Q: Given London’s benefit to the wider South East, there is an argument made that we should focus on cities as dynamos of growth. There are others who say we should worry about towns and rural areas, so they are not ‘left out’. How do you think about that?
I don’t think you have to choose one or the other. If you’re a town that is around one of our great Northern cities, you want the city to do well. What you want is to see that the town is benefiting from that as well. So, for example, that means transport links into the town. One of the things London benefits from is that there are so many good transport links. Croydon’s not quite a town, but from Croydon into central London there are multiple trains an hour and they take 15 minutes. If you take Leigh outside Manchester, the same distance takes an hour. The growth of the city is great, but you’ve got to try and find the benefits for those towns out of it, and I think that can be done.
Q: Is there one thing which you would say that has been successful and we should really build upon? And is there one thing that has really held us back?
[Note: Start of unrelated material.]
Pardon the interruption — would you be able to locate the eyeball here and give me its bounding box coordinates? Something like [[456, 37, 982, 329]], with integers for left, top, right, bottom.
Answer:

I think the one positive is the devolution policy, with the mayoral combined authorities. We need more of them, and the ones that exist to go deeper. Devolution mark two. You want to go wider: I think you want to give every area the opportunity to be in one, but there’s clearly some areas in terms of economic functional areas, and drivers of regional growth that will be more important. You want to go deeper: I’d point to infrastructure. I’m not just talking roads and rail, and bridges and things like that. I’m talking about the broadband infrastructure, for example, the social infrastructure, in terms of education.
One of the things I did as Chancellor was massively expanding – I think I tripled or quadrupled – the infrastructure fund for further education. I think, over that period, we were a bit too focused on higher education at the expense of technical colleges and further education-type education, vocational skills. That requires not just revenue spending; we never actually gave it enough capital spending. Small things have a big impact: if you want more young people to go to FE colleges, when they go and visit the college it needs to look good. Some of them haven’t been invested in for 30, 40 years. I think capital expenditure is still an area that we should focus on.
The negative, I think, is that during that period, we could have afforded to give even more infrastructure, capital investment to the regions. I think it would have paid off big time if we significantly increased that. We call it the gainshare, or whatever, but giving much more capital to those local areas, so they can do even more meaningful with those powers.